It Would Take Nearly Unprecedented Economic Growth to Balance the Budget
Increased economic growth has often been cited as a solution to our fiscal problems or as a way to offset deficit-increasing legislation. However, higher growth has a limited ability to do either of those things, and recent legislation has made this solution even more inadequate.
We estimate that balancing the budget through higher economic growth alone would take 4.8 percent average growth over the next decade, or 5.9 percent if temporary tax cuts and spending increases were continued. Even the first amount would be nearly unprecedented for a ten-year period since World War II, and would be nearly two and a half times the average growth that the Congressional Budget Office (CBO) projects for that period. Policymakers cannot rely on growth alone; it will take hard choices on spending and taxes to get to balance.
Our estimate is based on the Congressional Budget Office's (CBO) January 2017 estimate of how a change in economic growth would affect the budget; CBO has not yet updated this estimate for the current baseline, so we make a few adjustments. First, we adjust the estimate of how much revenue is gained to account for the December 2017 tax law, which reduced marginal tax rates and consequently the amount of revenue the federal government would take in from added growth. We also adjust the effect on interest spending due to changes in interest rates to account for the higher debt that is now projected.
CBO projects that real GDP growth will average 2.0 percent over fiscal years 2018-2028. To erase the $1.53 trillion deficit CBO projects for 2028 under current law, growth would need to increase by 2.8 percentage points per year for an average growth rate of 4.8 percent. That would be just about the record level of economic growth over a ten-year period achieved during the 1960s (1959-1968). More recently, this level of growth hasn't been achieved in a single year since 1984. Even getting to 3 percent sustained growth would be extremely difficult, and there is no plausible path to get 4 percent growth.
However, current law contains several optimistic policy assumptions, including the expiration of several tax cuts and spending increases. If policymakers follow the assumptions of CBO's Alternative Fiscal Scenario (AFS), they would need to close a $2.1 trillion deficit in 2028. This would require average growth of 5.9 percent, which is even more implausible than the 4.8 percent growth rate needed under current law. That level of annual growth has only been achieved in a single year once in the past 50 years. Averaging it over ten years would be impossible.
Even an easier fiscal goal would still require a substantial increase in growth. Stabilizing debt at its current level of about 77 percent of GDP through 2028 would require growth of 4.2 percent under current law and 5.2 percent under the AFS.
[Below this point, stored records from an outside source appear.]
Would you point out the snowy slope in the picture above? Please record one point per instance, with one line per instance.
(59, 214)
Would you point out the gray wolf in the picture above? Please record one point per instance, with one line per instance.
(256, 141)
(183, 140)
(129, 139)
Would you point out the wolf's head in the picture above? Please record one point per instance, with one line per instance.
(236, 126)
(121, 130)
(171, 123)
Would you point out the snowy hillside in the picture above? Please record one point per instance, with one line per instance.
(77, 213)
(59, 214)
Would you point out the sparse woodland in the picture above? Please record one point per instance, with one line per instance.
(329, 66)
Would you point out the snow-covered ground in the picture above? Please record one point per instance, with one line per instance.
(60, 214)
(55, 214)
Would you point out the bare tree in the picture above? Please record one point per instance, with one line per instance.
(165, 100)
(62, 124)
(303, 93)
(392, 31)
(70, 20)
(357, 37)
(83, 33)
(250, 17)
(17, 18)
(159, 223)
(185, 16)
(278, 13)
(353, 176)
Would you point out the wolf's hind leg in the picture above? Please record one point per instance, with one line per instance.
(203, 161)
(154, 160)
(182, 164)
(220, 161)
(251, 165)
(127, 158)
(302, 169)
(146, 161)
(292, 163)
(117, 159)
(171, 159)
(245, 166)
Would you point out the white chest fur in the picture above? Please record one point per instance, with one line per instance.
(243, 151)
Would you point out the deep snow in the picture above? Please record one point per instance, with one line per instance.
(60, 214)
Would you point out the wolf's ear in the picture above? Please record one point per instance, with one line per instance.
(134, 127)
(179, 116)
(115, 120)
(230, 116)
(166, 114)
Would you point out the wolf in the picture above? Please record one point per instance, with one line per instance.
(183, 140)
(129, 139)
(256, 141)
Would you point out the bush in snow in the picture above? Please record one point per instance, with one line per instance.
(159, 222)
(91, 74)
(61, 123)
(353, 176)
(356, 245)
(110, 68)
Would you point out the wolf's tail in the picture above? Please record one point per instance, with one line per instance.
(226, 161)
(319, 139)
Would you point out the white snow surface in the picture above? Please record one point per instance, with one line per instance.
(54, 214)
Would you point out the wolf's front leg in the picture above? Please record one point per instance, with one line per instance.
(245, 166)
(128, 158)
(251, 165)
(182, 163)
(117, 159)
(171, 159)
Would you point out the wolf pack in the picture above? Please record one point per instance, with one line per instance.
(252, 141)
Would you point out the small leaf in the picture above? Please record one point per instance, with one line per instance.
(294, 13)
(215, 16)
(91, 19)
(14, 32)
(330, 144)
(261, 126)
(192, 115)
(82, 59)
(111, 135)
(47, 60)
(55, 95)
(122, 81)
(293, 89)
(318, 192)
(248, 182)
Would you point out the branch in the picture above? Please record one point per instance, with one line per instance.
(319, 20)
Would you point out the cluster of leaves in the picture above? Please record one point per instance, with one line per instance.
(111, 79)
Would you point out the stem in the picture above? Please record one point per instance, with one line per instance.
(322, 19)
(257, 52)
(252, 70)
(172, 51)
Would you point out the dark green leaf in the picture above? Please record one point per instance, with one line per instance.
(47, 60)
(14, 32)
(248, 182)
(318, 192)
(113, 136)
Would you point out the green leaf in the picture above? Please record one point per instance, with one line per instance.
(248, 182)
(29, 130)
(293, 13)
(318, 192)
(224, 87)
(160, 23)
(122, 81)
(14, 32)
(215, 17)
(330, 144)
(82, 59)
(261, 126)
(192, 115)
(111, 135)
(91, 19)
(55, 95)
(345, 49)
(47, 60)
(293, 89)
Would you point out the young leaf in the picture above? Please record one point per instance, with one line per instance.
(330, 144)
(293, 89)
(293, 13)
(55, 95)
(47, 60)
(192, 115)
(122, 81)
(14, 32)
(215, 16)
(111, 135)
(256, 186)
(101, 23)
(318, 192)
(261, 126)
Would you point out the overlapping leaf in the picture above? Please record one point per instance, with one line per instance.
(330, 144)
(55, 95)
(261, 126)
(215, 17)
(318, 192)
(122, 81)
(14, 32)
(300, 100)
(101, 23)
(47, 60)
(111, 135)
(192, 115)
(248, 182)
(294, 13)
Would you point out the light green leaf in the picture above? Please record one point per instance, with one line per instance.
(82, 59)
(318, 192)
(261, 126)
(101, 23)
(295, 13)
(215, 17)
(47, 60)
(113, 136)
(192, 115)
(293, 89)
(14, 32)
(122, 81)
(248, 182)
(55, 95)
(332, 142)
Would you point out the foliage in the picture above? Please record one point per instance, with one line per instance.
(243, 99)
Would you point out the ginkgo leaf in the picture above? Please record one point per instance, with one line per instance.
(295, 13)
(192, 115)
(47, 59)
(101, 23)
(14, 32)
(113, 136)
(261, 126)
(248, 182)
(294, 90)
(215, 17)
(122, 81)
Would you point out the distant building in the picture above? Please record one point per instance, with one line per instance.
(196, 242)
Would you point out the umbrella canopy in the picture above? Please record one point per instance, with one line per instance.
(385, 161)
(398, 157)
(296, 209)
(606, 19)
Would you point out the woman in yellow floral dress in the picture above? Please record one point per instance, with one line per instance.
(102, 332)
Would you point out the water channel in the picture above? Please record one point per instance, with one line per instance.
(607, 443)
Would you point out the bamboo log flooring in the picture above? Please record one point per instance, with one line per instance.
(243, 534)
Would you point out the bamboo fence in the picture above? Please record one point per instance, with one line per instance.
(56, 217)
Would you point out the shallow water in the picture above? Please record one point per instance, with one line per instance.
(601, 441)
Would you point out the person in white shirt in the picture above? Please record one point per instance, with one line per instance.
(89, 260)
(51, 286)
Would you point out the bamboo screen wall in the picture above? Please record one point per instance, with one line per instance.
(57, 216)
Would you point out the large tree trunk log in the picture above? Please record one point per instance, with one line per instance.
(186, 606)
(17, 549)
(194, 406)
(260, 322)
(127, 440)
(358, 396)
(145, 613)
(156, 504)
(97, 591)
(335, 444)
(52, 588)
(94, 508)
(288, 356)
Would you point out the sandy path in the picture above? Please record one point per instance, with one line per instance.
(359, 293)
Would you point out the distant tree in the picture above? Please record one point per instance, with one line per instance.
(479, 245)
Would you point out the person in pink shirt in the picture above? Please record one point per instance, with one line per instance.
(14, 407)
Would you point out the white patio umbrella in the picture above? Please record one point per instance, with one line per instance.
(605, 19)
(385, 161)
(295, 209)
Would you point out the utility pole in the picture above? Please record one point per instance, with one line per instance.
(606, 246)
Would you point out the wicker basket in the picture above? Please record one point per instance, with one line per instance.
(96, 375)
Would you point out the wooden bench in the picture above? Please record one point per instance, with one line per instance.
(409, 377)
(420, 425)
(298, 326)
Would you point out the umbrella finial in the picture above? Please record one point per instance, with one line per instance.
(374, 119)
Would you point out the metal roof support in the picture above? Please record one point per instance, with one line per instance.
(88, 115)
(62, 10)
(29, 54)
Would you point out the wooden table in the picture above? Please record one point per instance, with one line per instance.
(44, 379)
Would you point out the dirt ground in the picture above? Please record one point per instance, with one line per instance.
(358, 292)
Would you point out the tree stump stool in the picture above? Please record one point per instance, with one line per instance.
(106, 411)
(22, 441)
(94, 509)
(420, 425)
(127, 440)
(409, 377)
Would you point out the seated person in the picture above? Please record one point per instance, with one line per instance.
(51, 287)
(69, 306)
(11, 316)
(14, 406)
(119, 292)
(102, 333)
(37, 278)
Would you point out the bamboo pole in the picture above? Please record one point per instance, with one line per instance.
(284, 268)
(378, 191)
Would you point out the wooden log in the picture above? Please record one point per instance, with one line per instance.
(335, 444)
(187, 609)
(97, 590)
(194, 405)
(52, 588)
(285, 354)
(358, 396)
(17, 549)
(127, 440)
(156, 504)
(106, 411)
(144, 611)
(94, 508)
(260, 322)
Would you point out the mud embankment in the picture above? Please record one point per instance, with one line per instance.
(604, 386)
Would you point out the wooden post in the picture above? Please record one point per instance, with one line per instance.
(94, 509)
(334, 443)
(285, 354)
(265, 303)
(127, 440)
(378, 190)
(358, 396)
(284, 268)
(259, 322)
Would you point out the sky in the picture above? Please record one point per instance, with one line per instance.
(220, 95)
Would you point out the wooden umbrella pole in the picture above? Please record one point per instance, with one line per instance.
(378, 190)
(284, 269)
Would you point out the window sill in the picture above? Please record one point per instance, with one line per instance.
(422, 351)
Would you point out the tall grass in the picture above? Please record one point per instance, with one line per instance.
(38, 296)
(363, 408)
It is important to be realistic: it is much more likely that lawmakers could increase economic growth by a few tenths of a percentage point, rather than 3 or 4 percentage points, with well thought out and comprenhesive growth policies. Meeting an aggressive fiscal goal like balancing the budget will need to include substantial deficit reduction. Balancing the budget can't rely on increased economic growth to be more than a small part of the solution.